Совсем другое дело курды, расположившиеся к северу от дороги. Упоминание об обосновавшемся в высокогорных районах и занимавшемся прибыльным бизнесом дорожного разбоя народе вызывает благоговейный трепет у простых персов, хотя русские тоже относились к ним с большим почтением и явно переоценивали их свирепость. Во время пребывания русских на этой дороге отдельные потери от курдских налетчиков были довольно частыми. Курдов сравнивали с патанами[5 - Патаны – индийское название афганских племен пуштунов, живущих в северо-западной части Пакистана.] северо-западного пограничья Индии, и если верить этому сравнению, то для миссии вырисовывались довольно мрачные перспективы.

Встреча с русской революционной армией, и особенно с большевистской ее частью, сулила непреодолимые препятствия, поскольку большевики, возмущенные отказом британского правительства от их признания, уже заняли резко антибританскую позицию.

Дженгелийцы Гиляна под предводительством своего грозного революционного вождя Кучек-хана могли стать еще большим препятствием на пути к успеху миссии. Мирза Кучек-хан, насильственным путем захвативший в свои руки управление всей страной Гилян, через которую пролегали последние 70 миль нашего пути, принял жесткую программу против иностранцев, угрожавшую смертью и уничтожением всем белым людям, которые попадались ему на пути, и теперь в союзе с большевиками удерживал Энзели, единственный порт на Каспии, из которого мы могли надеяться отплыть.

Трудности подобного рода обычно рассеиваются, встретив решительное сопротивление, но даже в случае их успешного преодоления мы в конце концов высадились бы в порту Баку, где в это время царили большевистские и антибританские настроения, более сильные, чем в любой другой точке Кавказа.

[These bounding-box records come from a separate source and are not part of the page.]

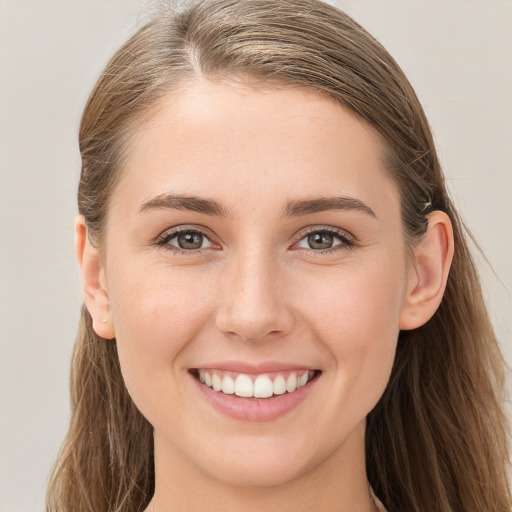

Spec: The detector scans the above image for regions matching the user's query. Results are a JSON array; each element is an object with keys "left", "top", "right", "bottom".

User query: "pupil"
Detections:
[
  {"left": 308, "top": 233, "right": 333, "bottom": 249},
  {"left": 178, "top": 233, "right": 203, "bottom": 249}
]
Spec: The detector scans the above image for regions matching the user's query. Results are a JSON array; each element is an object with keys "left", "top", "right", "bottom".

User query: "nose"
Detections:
[{"left": 216, "top": 249, "right": 293, "bottom": 341}]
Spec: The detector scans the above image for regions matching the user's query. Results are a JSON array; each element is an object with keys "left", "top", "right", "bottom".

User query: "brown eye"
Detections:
[
  {"left": 308, "top": 232, "right": 334, "bottom": 249},
  {"left": 165, "top": 230, "right": 213, "bottom": 251}
]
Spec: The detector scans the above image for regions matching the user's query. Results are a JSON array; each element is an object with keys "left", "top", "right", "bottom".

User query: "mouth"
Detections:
[{"left": 190, "top": 368, "right": 321, "bottom": 400}]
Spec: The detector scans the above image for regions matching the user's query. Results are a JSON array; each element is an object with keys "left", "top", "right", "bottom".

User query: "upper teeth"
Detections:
[{"left": 199, "top": 370, "right": 315, "bottom": 398}]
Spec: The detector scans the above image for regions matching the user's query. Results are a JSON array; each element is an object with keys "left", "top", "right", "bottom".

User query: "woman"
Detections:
[{"left": 48, "top": 0, "right": 511, "bottom": 512}]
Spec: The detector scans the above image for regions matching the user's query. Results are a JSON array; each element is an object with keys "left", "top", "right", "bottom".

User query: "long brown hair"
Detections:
[{"left": 47, "top": 0, "right": 511, "bottom": 512}]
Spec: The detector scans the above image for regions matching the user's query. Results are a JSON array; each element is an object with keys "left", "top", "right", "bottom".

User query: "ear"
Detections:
[
  {"left": 75, "top": 215, "right": 115, "bottom": 339},
  {"left": 400, "top": 211, "right": 454, "bottom": 330}
]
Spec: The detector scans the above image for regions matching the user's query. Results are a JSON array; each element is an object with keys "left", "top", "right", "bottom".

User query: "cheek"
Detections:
[
  {"left": 109, "top": 266, "right": 212, "bottom": 404},
  {"left": 303, "top": 261, "right": 406, "bottom": 392}
]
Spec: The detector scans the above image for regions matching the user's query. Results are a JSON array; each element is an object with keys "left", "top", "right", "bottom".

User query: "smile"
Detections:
[
  {"left": 189, "top": 367, "right": 322, "bottom": 422},
  {"left": 197, "top": 369, "right": 316, "bottom": 398}
]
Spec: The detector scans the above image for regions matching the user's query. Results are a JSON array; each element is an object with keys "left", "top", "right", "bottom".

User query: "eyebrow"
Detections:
[
  {"left": 140, "top": 194, "right": 377, "bottom": 218},
  {"left": 140, "top": 194, "right": 231, "bottom": 217},
  {"left": 283, "top": 196, "right": 377, "bottom": 218}
]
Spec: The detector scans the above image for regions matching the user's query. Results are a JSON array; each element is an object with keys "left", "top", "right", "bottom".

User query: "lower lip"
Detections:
[{"left": 191, "top": 376, "right": 318, "bottom": 422}]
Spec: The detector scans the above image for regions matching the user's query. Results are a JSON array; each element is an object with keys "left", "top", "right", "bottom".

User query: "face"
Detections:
[{"left": 98, "top": 82, "right": 410, "bottom": 486}]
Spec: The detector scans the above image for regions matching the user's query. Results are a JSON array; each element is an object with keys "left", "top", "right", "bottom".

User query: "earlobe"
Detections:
[
  {"left": 75, "top": 215, "right": 115, "bottom": 339},
  {"left": 400, "top": 211, "right": 454, "bottom": 330}
]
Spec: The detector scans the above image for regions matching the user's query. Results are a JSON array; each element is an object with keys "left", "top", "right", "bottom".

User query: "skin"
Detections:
[{"left": 77, "top": 80, "right": 453, "bottom": 512}]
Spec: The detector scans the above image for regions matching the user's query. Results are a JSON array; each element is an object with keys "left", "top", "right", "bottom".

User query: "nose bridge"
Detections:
[{"left": 217, "top": 241, "right": 293, "bottom": 341}]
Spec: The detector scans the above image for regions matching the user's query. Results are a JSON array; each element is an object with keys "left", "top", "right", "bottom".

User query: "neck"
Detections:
[{"left": 147, "top": 423, "right": 375, "bottom": 512}]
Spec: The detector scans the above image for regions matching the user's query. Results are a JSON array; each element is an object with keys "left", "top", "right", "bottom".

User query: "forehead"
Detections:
[{"left": 113, "top": 80, "right": 398, "bottom": 219}]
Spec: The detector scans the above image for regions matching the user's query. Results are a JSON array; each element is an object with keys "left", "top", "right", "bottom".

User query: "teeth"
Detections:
[
  {"left": 274, "top": 375, "right": 286, "bottom": 395},
  {"left": 198, "top": 369, "right": 315, "bottom": 398},
  {"left": 235, "top": 374, "right": 254, "bottom": 398},
  {"left": 286, "top": 373, "right": 297, "bottom": 393},
  {"left": 254, "top": 375, "right": 274, "bottom": 398},
  {"left": 222, "top": 375, "right": 235, "bottom": 395},
  {"left": 297, "top": 372, "right": 309, "bottom": 388},
  {"left": 212, "top": 374, "right": 222, "bottom": 391}
]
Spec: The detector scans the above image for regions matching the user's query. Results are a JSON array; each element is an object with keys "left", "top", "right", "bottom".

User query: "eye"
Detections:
[
  {"left": 158, "top": 229, "right": 214, "bottom": 252},
  {"left": 295, "top": 228, "right": 354, "bottom": 252}
]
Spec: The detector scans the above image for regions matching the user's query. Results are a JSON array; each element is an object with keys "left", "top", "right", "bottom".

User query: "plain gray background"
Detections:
[{"left": 0, "top": 0, "right": 512, "bottom": 512}]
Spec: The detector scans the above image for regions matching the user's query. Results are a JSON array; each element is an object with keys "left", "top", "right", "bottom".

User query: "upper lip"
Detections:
[{"left": 193, "top": 361, "right": 318, "bottom": 374}]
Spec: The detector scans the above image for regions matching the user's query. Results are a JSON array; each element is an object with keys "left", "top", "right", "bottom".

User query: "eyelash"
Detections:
[{"left": 156, "top": 226, "right": 356, "bottom": 255}]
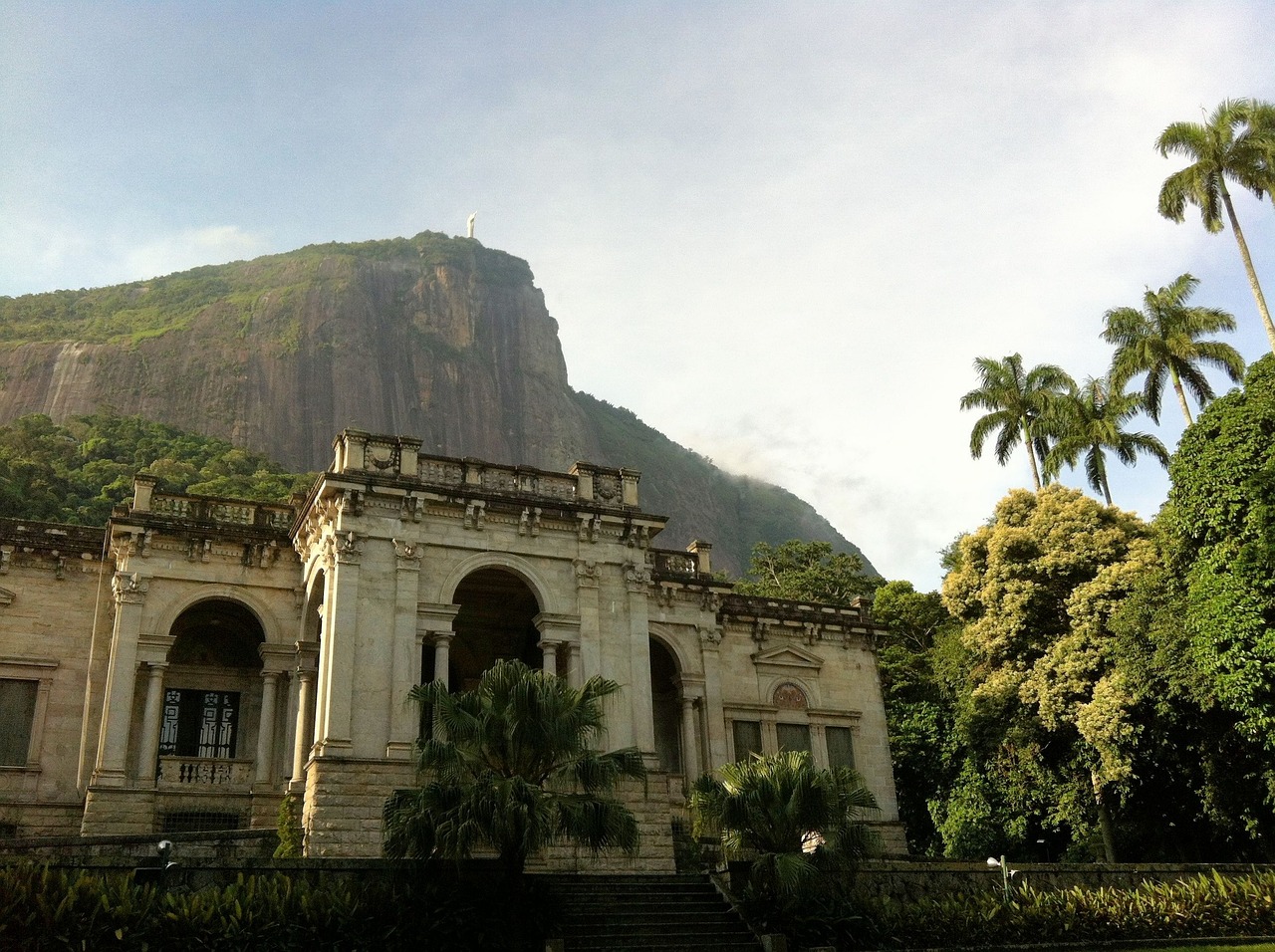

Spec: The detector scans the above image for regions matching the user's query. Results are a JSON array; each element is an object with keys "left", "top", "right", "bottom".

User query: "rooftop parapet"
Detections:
[
  {"left": 332, "top": 429, "right": 641, "bottom": 509},
  {"left": 118, "top": 473, "right": 296, "bottom": 533}
]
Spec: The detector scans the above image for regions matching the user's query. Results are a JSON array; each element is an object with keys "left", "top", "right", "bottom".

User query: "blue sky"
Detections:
[{"left": 0, "top": 0, "right": 1275, "bottom": 588}]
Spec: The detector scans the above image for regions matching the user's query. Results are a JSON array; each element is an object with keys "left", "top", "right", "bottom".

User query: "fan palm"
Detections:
[
  {"left": 1103, "top": 274, "right": 1244, "bottom": 425},
  {"left": 960, "top": 355, "right": 1075, "bottom": 489},
  {"left": 1044, "top": 376, "right": 1169, "bottom": 506},
  {"left": 691, "top": 751, "right": 878, "bottom": 896},
  {"left": 383, "top": 660, "right": 646, "bottom": 883},
  {"left": 1155, "top": 100, "right": 1275, "bottom": 351}
]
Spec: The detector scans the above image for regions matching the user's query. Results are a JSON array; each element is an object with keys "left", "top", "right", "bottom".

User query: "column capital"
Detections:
[{"left": 111, "top": 573, "right": 150, "bottom": 605}]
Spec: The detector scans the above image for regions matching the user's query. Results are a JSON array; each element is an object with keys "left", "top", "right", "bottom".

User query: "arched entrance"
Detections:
[
  {"left": 446, "top": 569, "right": 543, "bottom": 691},
  {"left": 159, "top": 598, "right": 265, "bottom": 762},
  {"left": 650, "top": 638, "right": 683, "bottom": 774}
]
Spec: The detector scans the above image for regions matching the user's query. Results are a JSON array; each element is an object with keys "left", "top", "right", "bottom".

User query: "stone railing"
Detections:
[
  {"left": 149, "top": 492, "right": 293, "bottom": 532},
  {"left": 333, "top": 429, "right": 641, "bottom": 509},
  {"left": 159, "top": 757, "right": 252, "bottom": 789},
  {"left": 650, "top": 550, "right": 700, "bottom": 580}
]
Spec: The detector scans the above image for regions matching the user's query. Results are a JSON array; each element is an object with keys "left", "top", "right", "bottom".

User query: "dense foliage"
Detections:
[
  {"left": 873, "top": 580, "right": 969, "bottom": 856},
  {"left": 0, "top": 862, "right": 551, "bottom": 952},
  {"left": 691, "top": 751, "right": 876, "bottom": 902},
  {"left": 0, "top": 413, "right": 313, "bottom": 525},
  {"left": 852, "top": 873, "right": 1275, "bottom": 949},
  {"left": 385, "top": 660, "right": 646, "bottom": 879},
  {"left": 734, "top": 539, "right": 880, "bottom": 605}
]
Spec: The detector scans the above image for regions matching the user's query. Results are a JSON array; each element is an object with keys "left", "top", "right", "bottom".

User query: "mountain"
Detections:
[{"left": 0, "top": 232, "right": 874, "bottom": 573}]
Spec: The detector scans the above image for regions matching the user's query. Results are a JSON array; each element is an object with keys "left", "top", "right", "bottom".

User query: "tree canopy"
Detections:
[
  {"left": 385, "top": 660, "right": 646, "bottom": 879},
  {"left": 0, "top": 413, "right": 313, "bottom": 525},
  {"left": 1103, "top": 274, "right": 1244, "bottom": 425},
  {"left": 734, "top": 539, "right": 878, "bottom": 605},
  {"left": 1161, "top": 356, "right": 1275, "bottom": 752},
  {"left": 960, "top": 355, "right": 1075, "bottom": 489},
  {"left": 939, "top": 486, "right": 1151, "bottom": 859},
  {"left": 1155, "top": 100, "right": 1275, "bottom": 351}
]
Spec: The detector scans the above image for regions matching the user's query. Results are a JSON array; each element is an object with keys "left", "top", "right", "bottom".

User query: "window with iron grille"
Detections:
[{"left": 159, "top": 688, "right": 240, "bottom": 758}]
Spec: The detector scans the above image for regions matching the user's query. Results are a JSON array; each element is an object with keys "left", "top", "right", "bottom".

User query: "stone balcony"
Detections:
[{"left": 156, "top": 757, "right": 252, "bottom": 792}]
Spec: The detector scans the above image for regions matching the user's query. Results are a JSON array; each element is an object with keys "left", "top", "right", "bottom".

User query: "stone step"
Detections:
[{"left": 538, "top": 874, "right": 759, "bottom": 952}]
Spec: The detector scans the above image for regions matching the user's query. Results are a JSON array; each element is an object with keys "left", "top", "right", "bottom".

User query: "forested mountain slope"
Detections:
[{"left": 0, "top": 232, "right": 873, "bottom": 571}]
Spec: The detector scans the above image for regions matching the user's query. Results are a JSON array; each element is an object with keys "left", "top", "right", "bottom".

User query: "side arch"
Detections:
[
  {"left": 646, "top": 622, "right": 704, "bottom": 678},
  {"left": 434, "top": 552, "right": 561, "bottom": 614},
  {"left": 149, "top": 584, "right": 296, "bottom": 645}
]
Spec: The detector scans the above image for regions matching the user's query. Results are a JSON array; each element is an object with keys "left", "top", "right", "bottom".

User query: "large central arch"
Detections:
[{"left": 446, "top": 566, "right": 542, "bottom": 691}]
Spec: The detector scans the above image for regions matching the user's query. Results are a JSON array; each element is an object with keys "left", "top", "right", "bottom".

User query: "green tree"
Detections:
[
  {"left": 734, "top": 539, "right": 878, "bottom": 605},
  {"left": 1161, "top": 356, "right": 1275, "bottom": 739},
  {"left": 0, "top": 413, "right": 314, "bottom": 525},
  {"left": 691, "top": 751, "right": 876, "bottom": 897},
  {"left": 1042, "top": 377, "right": 1169, "bottom": 506},
  {"left": 938, "top": 486, "right": 1150, "bottom": 857},
  {"left": 1155, "top": 100, "right": 1275, "bottom": 352},
  {"left": 960, "top": 355, "right": 1074, "bottom": 489},
  {"left": 383, "top": 660, "right": 646, "bottom": 892},
  {"left": 873, "top": 580, "right": 968, "bottom": 855},
  {"left": 1103, "top": 274, "right": 1244, "bottom": 425}
]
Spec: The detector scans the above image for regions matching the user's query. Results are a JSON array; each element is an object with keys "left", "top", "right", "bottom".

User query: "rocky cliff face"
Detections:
[{"left": 0, "top": 232, "right": 872, "bottom": 571}]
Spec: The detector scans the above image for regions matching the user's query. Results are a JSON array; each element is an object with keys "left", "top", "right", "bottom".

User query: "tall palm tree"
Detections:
[
  {"left": 1155, "top": 100, "right": 1275, "bottom": 352},
  {"left": 383, "top": 660, "right": 646, "bottom": 892},
  {"left": 960, "top": 355, "right": 1075, "bottom": 489},
  {"left": 1043, "top": 376, "right": 1169, "bottom": 506},
  {"left": 1103, "top": 274, "right": 1244, "bottom": 425},
  {"left": 691, "top": 751, "right": 878, "bottom": 896}
]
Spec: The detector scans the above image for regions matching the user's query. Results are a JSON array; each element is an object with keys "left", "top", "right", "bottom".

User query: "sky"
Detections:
[{"left": 0, "top": 0, "right": 1275, "bottom": 591}]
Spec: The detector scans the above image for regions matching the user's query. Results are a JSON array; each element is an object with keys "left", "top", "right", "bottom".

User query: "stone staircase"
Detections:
[{"left": 537, "top": 875, "right": 761, "bottom": 952}]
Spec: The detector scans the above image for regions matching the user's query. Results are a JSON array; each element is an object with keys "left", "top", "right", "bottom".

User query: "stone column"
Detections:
[
  {"left": 91, "top": 573, "right": 146, "bottom": 787},
  {"left": 698, "top": 624, "right": 730, "bottom": 770},
  {"left": 532, "top": 611, "right": 580, "bottom": 683},
  {"left": 292, "top": 668, "right": 315, "bottom": 784},
  {"left": 433, "top": 630, "right": 456, "bottom": 691},
  {"left": 415, "top": 601, "right": 460, "bottom": 688},
  {"left": 385, "top": 543, "right": 423, "bottom": 761},
  {"left": 574, "top": 563, "right": 602, "bottom": 687},
  {"left": 682, "top": 696, "right": 700, "bottom": 790},
  {"left": 252, "top": 671, "right": 281, "bottom": 784},
  {"left": 315, "top": 532, "right": 363, "bottom": 755},
  {"left": 536, "top": 641, "right": 557, "bottom": 678},
  {"left": 137, "top": 661, "right": 168, "bottom": 787},
  {"left": 625, "top": 563, "right": 655, "bottom": 755}
]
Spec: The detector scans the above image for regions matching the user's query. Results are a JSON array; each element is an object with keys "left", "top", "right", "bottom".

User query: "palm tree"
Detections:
[
  {"left": 960, "top": 355, "right": 1075, "bottom": 489},
  {"left": 691, "top": 751, "right": 878, "bottom": 897},
  {"left": 1103, "top": 274, "right": 1244, "bottom": 425},
  {"left": 1044, "top": 376, "right": 1169, "bottom": 506},
  {"left": 1155, "top": 100, "right": 1275, "bottom": 351},
  {"left": 383, "top": 660, "right": 646, "bottom": 892}
]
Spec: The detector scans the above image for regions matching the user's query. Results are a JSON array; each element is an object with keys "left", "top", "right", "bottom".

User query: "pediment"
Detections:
[{"left": 752, "top": 645, "right": 824, "bottom": 671}]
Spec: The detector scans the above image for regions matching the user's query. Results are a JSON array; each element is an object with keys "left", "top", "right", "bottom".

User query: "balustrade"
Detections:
[{"left": 159, "top": 757, "right": 252, "bottom": 788}]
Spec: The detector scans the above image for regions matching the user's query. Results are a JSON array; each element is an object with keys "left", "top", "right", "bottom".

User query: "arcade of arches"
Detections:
[{"left": 0, "top": 431, "right": 902, "bottom": 870}]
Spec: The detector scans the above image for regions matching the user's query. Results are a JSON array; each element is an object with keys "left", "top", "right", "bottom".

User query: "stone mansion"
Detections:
[{"left": 0, "top": 431, "right": 905, "bottom": 869}]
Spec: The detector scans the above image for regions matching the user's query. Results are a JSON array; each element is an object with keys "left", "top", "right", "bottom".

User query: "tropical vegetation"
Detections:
[
  {"left": 960, "top": 355, "right": 1075, "bottom": 489},
  {"left": 0, "top": 411, "right": 314, "bottom": 527},
  {"left": 1103, "top": 274, "right": 1244, "bottom": 425},
  {"left": 689, "top": 751, "right": 878, "bottom": 948},
  {"left": 1042, "top": 374, "right": 1169, "bottom": 506},
  {"left": 383, "top": 660, "right": 646, "bottom": 889},
  {"left": 1155, "top": 100, "right": 1275, "bottom": 352}
]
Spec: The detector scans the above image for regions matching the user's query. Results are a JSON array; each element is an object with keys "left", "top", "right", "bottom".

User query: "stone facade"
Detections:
[{"left": 0, "top": 431, "right": 904, "bottom": 870}]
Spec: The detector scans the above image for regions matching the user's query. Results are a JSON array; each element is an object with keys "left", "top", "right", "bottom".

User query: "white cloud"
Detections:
[{"left": 0, "top": 0, "right": 1275, "bottom": 587}]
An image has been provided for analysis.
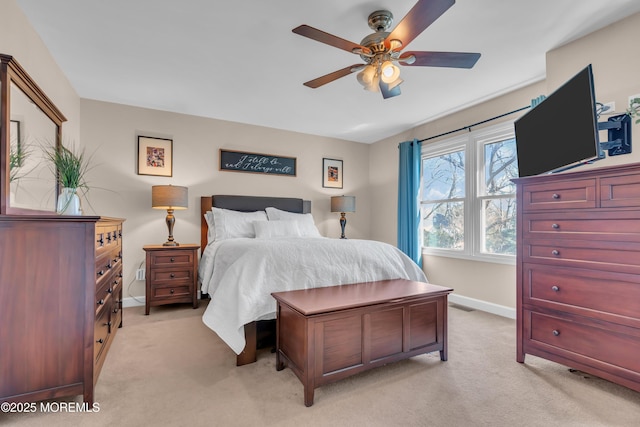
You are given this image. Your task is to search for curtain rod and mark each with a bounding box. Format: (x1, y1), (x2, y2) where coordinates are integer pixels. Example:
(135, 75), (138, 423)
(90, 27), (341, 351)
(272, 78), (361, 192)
(418, 105), (531, 142)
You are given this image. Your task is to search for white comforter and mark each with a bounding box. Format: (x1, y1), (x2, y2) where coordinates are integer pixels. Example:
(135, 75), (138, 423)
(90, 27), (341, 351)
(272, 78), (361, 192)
(199, 237), (427, 354)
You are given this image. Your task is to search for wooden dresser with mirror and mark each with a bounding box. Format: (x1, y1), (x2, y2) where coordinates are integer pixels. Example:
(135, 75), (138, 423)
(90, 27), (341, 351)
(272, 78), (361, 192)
(0, 54), (124, 404)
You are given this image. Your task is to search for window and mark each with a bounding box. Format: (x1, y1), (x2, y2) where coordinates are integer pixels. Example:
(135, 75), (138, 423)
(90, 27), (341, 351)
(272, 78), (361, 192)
(420, 123), (518, 263)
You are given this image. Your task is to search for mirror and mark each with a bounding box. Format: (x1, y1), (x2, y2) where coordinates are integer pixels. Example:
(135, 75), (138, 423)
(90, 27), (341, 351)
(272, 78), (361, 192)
(0, 54), (66, 214)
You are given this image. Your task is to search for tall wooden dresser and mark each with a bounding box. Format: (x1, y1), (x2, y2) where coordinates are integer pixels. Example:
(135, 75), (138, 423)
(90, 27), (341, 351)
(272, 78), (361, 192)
(0, 214), (123, 404)
(516, 164), (640, 391)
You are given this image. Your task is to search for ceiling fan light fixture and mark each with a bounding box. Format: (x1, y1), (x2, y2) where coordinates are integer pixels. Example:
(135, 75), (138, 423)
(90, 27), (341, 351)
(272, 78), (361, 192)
(380, 61), (400, 84)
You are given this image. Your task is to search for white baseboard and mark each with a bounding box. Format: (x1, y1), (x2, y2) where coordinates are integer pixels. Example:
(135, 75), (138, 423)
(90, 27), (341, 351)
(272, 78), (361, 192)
(449, 294), (516, 319)
(122, 297), (144, 308)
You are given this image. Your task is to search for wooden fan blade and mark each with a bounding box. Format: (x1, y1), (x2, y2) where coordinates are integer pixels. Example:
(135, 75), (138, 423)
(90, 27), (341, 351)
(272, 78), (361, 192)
(303, 64), (364, 89)
(291, 25), (371, 54)
(398, 51), (480, 68)
(385, 0), (456, 47)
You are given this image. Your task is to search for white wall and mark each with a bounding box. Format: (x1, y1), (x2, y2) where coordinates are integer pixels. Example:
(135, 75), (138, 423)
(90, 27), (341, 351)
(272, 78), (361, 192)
(80, 99), (371, 296)
(370, 14), (640, 314)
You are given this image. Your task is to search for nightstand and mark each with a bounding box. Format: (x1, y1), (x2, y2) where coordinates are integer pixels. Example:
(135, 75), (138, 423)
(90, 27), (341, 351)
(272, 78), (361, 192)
(142, 243), (200, 314)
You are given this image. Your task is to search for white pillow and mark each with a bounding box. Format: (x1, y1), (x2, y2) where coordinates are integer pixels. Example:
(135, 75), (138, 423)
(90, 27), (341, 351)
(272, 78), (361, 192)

Далее, вопрос о снабжении продовольствием 55 офицеров и солдат, несомненно, оказался бы непростым в голодной и опустошенной войной стране в разгар зимы; и, наконец, вопрос о снабжении топливом был чрезвычайно сложным и, естественно, являлся ключом ко всей ситуации, поскольку каждая пинта бензина должна была поступать из Багдада, и проблема, таким образом, с каждой пройденной милей дороги возрастала в геометрической прогрессии.

Риск срыва поставок бензина был очень велик, но в итоге подобного не случилось. Из Багдада в Керманшах, где нам встретился первый русский отряд, мы везли свой бензин, заправившись в последнем полевом лагере в 150 милях от Багдада. Начиная с Керманшаха нам помогали русские власти.

Майор Бартелот и капитан Голдсмит отбыли 24 января с эскортом из одного легкого бронеавтомобиля под командованием лейтенанта Сингера, получив приказ следовать до самого Хамадана, обеспечить снабжение горючим и ждать прибытия моей группы.

Риск проникновения на курдскую территорию столь незначительного отряда мог оказаться весьма серьезным, однако моральный эффект наличия бронемашины огромен, а наступление зимы заставило большинство курдов спуститься в долины на месопотамской стороне.

К 26 января мой отряд вырос до четырнадцати человек, и наконец настал момент, когда можно было начинать. За эти дни ожидания мне приходила в голову мысль: а не лучше ли мне было бы отправиться в Хамадан одному, чтобы ближе познакомиться с местными условиями и начать собирать информацию. Но я отказался от этого плана по двум причинам. Во-первых, потому, что это затруднило бы связь с Лондоном и оставалось много важных второстепенных моментов, которые следовало решить; а во-вторых, потому, что, возможно, долгое пребывание в Хамадане привлекло бы внимание к миссии и дало нашим многочисленным недоброжелателям достаточно свободного времени, чтобы спланировать неприятности для нашего дальнейшего передвижения.

Я телеграфировал домой, что решил остаться в Багдаде до тех пор, пока не соберется небольшая группа офицеров, а затем без остановок направиться в Энзели, оттуда прямо на корабле в Баку, куда, если все пройдет гладко, прибуду примерно через двенадцать дней – прежде, чем успеет созреть какой-либо из планов противника остановить нас. Теоретически идея безостановочного путешествия выглядела превосходно; на самом же деле в конечном итоге путешествие оказалось сопряжено больше с остановками, чем с продвижением.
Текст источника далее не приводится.